Todo eso para dar la tranquilidad a los trabajadores y estudiantes que van, pero que también vuelven a sus hogares. Ya se habló de la disponibilidad y lo que significa, pero vale la pena sugerir a los competentes (Administradores de Riesgos Laborales, Ministerios de Trabajo, Salud y Educación, entre otros) que los sectores que se van abriendo deberían brindarle a sus trabajadores o comunidades un nuevo examen de ingreso que contemple no solo lo obvio respecto a COVID-19, sino que también explore el estado general de salud, la presencia de patologías crónicas o trazadoras, y muy especialmente que se detenga y examine el estado de salud mental de todos. Tiene lógica la propuesta cuando muchas personas están efectuando duelos, o sufren estrés postraumático o están afectados por Burnout, por ansiedad o presentan síntomas de depresión. La salud mental debe ser prioridad en esa nueva normalidad.

De otra parte, vale la pena recordar que nuestro gremio viene hablando sobre la necesidad de cambiar los métodos asistenciales y por eso anticipamos la llegada y la validez de atenciones ambulatorias, domiciliarias y de la telemedicina, como complementos —que no sustitutos— de la tradicional asistencia presencial, institucional e intrahospitalaria. Pues bien, la pandemia aceleró esa transición y hoy se ve crecer el segmento de la telemedicina. Sin embargo, de manera precoz se va notando que es necesario delimitar esta manera de operar el sistema y entender cuáles son los alcances y las limitaciones. En los alcances se debe definir para qué sirve y para qué no es funcional.

De aquí se colige que no todo puede ser atendido en la virtualidad y un excederse en las atribuciones del método lo va a envilecer. De igual manera, en las limitaciones se deberían responder dos interrogantes básicos, a saber: i) ¿El paciente está satisfecho con esa modalidad de atención? Y, ii) ¿El profesional que atiende se siente cómodo con esa actuación? Estas modalidades llegaron y se quedarán, pero debemos asignarles el sitio que les corresponde. Algunos compradores de servicios, hoy alborozados, anuncian el milagro de la telemedicina y creen que es un simple ejercicio contable que cambia real por virtual y “abarata” el sistema. El gremio hospitalario cree que no es así, y desde ya alertamos e insistimos: todo debe tener equilibrio o luego vendrá la frustración y la represa de enfermedades mal tratadas.

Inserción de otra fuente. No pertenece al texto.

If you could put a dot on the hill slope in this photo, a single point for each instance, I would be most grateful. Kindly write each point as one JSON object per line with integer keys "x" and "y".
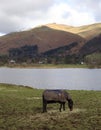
{"x": 87, "y": 31}
{"x": 53, "y": 40}
{"x": 44, "y": 37}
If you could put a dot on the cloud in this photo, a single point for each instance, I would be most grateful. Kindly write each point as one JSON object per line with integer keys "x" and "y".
{"x": 16, "y": 15}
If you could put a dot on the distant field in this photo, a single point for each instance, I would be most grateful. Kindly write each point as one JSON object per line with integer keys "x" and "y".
{"x": 21, "y": 109}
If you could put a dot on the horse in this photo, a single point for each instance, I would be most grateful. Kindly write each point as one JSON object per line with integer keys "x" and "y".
{"x": 56, "y": 96}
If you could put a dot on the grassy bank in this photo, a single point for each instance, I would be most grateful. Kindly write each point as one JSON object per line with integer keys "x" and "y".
{"x": 21, "y": 109}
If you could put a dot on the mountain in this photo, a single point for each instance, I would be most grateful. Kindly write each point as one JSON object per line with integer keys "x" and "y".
{"x": 52, "y": 40}
{"x": 86, "y": 31}
{"x": 44, "y": 37}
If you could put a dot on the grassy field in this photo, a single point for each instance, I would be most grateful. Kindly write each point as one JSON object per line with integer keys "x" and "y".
{"x": 21, "y": 109}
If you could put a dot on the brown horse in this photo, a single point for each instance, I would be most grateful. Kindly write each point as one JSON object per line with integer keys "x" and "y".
{"x": 56, "y": 96}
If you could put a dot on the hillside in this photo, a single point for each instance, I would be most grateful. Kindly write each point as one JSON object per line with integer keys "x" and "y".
{"x": 86, "y": 31}
{"x": 44, "y": 37}
{"x": 52, "y": 41}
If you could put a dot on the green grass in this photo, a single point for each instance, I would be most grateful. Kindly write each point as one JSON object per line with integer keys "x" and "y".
{"x": 21, "y": 109}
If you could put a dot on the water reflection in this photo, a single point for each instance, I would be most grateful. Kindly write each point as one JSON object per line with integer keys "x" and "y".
{"x": 86, "y": 79}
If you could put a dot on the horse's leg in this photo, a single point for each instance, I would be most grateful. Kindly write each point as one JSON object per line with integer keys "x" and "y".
{"x": 64, "y": 106}
{"x": 60, "y": 107}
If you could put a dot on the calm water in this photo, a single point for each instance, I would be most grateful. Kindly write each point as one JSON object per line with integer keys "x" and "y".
{"x": 78, "y": 79}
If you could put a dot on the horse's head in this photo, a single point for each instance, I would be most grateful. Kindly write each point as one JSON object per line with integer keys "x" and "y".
{"x": 70, "y": 104}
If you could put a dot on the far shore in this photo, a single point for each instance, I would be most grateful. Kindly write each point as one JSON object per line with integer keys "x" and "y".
{"x": 24, "y": 65}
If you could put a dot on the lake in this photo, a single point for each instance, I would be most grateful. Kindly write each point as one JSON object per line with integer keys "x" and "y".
{"x": 66, "y": 78}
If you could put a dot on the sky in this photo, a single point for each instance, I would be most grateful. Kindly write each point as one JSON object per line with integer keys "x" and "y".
{"x": 19, "y": 15}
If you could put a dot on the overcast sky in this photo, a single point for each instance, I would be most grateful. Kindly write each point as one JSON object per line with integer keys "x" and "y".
{"x": 18, "y": 15}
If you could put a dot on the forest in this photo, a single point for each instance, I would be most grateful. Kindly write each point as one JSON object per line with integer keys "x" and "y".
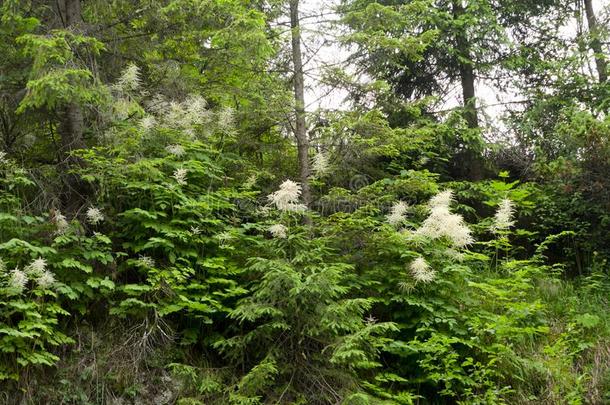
{"x": 241, "y": 202}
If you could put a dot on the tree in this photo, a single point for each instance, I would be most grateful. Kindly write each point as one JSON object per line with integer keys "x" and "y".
{"x": 300, "y": 129}
{"x": 595, "y": 44}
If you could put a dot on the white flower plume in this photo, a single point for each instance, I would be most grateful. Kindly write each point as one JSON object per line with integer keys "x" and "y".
{"x": 180, "y": 176}
{"x": 287, "y": 197}
{"x": 146, "y": 261}
{"x": 18, "y": 279}
{"x": 37, "y": 267}
{"x": 46, "y": 280}
{"x": 148, "y": 122}
{"x": 320, "y": 164}
{"x": 61, "y": 223}
{"x": 442, "y": 199}
{"x": 176, "y": 150}
{"x": 94, "y": 215}
{"x": 130, "y": 78}
{"x": 278, "y": 231}
{"x": 421, "y": 271}
{"x": 504, "y": 216}
{"x": 442, "y": 223}
{"x": 397, "y": 213}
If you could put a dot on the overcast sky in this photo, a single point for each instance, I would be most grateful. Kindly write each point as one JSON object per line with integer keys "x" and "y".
{"x": 317, "y": 12}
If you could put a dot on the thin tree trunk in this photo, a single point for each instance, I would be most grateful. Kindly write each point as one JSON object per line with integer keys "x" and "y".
{"x": 596, "y": 46}
{"x": 467, "y": 75}
{"x": 471, "y": 159}
{"x": 71, "y": 128}
{"x": 300, "y": 130}
{"x": 71, "y": 124}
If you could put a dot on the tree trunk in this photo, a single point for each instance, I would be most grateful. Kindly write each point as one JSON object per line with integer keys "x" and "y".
{"x": 471, "y": 163}
{"x": 71, "y": 128}
{"x": 467, "y": 75}
{"x": 300, "y": 130}
{"x": 596, "y": 46}
{"x": 71, "y": 125}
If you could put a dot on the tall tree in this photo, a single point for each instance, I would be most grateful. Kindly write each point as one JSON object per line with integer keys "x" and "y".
{"x": 300, "y": 129}
{"x": 465, "y": 66}
{"x": 595, "y": 44}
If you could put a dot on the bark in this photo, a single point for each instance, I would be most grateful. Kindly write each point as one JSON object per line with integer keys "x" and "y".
{"x": 71, "y": 126}
{"x": 596, "y": 46}
{"x": 472, "y": 165}
{"x": 467, "y": 75}
{"x": 300, "y": 130}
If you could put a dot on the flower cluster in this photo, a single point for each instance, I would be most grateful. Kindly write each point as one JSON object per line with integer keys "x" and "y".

Pero también queremos recordar que todos estos métodos y soluciones no aplican solo para lo
asistencial. La administración del sistema de salud debería verse beneficiada —como lo hemos
anunciado con lustros de anticipación— por la automatización, la inteligencia artificial, big data, blockchain, los contratos inteligentes. Si no somos capaces como sistema de disminuir o facilitar las transacciones en el sistema, continuaremos en la vieja anormalidad. Indudablemente, hacer más automático el sistema, hacer más inteligente la administración, debería ser un rédito que nos quede de esta época. Las auditorias innecesarias, los reprocesos, las glosas injustificadas, las practicas indebidas contractuales, deberían eliminarse con la implementación de las herramientas descritas.

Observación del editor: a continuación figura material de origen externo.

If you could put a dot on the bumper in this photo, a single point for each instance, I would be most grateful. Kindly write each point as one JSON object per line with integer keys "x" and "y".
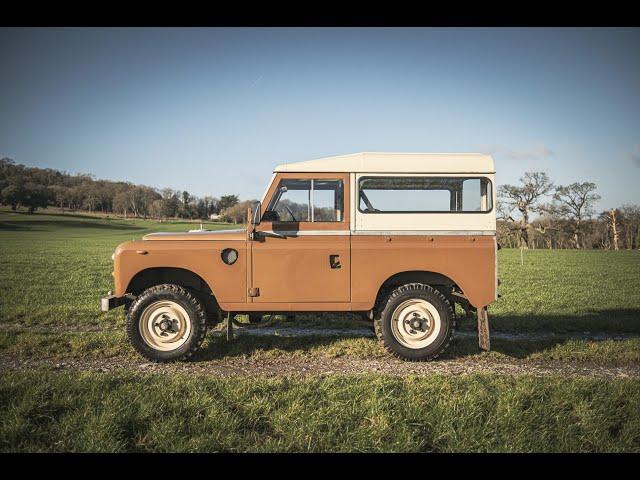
{"x": 110, "y": 302}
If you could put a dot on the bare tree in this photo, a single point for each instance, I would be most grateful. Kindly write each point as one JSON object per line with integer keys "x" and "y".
{"x": 576, "y": 202}
{"x": 525, "y": 199}
{"x": 613, "y": 225}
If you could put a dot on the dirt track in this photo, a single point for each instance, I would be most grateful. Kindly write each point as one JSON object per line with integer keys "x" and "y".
{"x": 317, "y": 366}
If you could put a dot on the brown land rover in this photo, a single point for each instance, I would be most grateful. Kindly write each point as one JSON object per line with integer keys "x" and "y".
{"x": 399, "y": 237}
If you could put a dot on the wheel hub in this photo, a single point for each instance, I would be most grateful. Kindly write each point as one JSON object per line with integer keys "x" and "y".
{"x": 415, "y": 323}
{"x": 165, "y": 325}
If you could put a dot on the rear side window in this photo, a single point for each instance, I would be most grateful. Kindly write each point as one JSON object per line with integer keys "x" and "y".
{"x": 425, "y": 195}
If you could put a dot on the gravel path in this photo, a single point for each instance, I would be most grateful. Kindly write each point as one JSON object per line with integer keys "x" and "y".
{"x": 358, "y": 331}
{"x": 319, "y": 366}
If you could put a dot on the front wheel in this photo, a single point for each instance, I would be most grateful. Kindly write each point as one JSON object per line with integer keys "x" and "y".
{"x": 417, "y": 322}
{"x": 166, "y": 323}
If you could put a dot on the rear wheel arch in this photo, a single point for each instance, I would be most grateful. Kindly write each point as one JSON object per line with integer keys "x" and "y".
{"x": 436, "y": 280}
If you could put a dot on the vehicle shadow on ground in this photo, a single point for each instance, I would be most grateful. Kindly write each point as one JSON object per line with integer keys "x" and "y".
{"x": 549, "y": 332}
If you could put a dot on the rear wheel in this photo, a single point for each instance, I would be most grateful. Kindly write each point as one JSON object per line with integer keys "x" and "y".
{"x": 166, "y": 323}
{"x": 416, "y": 323}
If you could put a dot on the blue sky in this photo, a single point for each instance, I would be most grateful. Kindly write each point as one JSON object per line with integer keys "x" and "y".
{"x": 213, "y": 110}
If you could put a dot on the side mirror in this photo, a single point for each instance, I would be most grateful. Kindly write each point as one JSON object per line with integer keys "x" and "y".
{"x": 255, "y": 213}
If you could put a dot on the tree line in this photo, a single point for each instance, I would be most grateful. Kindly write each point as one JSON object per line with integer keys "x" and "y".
{"x": 566, "y": 216}
{"x": 532, "y": 214}
{"x": 33, "y": 188}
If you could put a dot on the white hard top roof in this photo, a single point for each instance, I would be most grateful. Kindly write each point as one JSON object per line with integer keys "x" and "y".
{"x": 376, "y": 162}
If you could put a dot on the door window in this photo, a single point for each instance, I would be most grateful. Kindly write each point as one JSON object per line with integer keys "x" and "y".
{"x": 313, "y": 200}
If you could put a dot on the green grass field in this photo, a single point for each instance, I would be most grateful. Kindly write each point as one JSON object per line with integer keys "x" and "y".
{"x": 55, "y": 268}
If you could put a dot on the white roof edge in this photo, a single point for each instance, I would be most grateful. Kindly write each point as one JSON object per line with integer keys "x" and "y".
{"x": 392, "y": 162}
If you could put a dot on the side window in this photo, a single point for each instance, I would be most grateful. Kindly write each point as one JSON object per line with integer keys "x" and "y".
{"x": 298, "y": 200}
{"x": 424, "y": 195}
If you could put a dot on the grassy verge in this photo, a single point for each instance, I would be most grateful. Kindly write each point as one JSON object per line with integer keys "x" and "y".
{"x": 55, "y": 268}
{"x": 96, "y": 345}
{"x": 125, "y": 412}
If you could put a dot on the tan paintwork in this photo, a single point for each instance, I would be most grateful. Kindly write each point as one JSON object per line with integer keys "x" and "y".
{"x": 289, "y": 263}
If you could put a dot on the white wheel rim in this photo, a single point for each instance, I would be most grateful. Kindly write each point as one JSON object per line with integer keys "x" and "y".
{"x": 416, "y": 323}
{"x": 165, "y": 325}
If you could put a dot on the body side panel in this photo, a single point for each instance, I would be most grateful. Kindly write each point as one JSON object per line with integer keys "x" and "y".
{"x": 469, "y": 261}
{"x": 227, "y": 282}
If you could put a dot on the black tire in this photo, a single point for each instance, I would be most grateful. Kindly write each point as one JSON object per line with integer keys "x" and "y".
{"x": 383, "y": 322}
{"x": 192, "y": 306}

Por último, hemos observado cómo el debate público a nivel global se va concentrando en el crucial asunto de la vacuna contra la COVID-19. Al respecto, un par de anotaciones. La primera: algunos de los que se refieren a este asunto dan a entender como si fuera la primera vez que se realizara esto en el país, pues hablan de un reto logístico aparentemente insuperable. Es más que justo recordar que desde hace décadas tenemos un Plan Ampliado de Inmunizaciones (PAI) robusto, generoso y eficaz. La llegada de la vacuna contra COVID-19 debería ser entendida como la inclusión de un nuevo elemento dentro de ese PAI. Claro que habrá nuevos requerimientos, pero creemos que la experiencia de coordinación adquirida después de tantas jornadas nacionales de vacunación dará las respuestas necesarias en este momento.

La segunda anotación tiene que ver con los mensajes que deja la detallada discusión sobre las vacunas, sus tipologías, los mecanismos internacionales de cooperación, los cambios legales domésticos, las polémicas con los fabricantes, las reacciones en los países que ya se aplican, etc. De estas discusiones va quedando la sensación que la inmunización es la respuesta única y se va olvidando que esto es uno más de los componentes de lo que debe ser una gran estrategia.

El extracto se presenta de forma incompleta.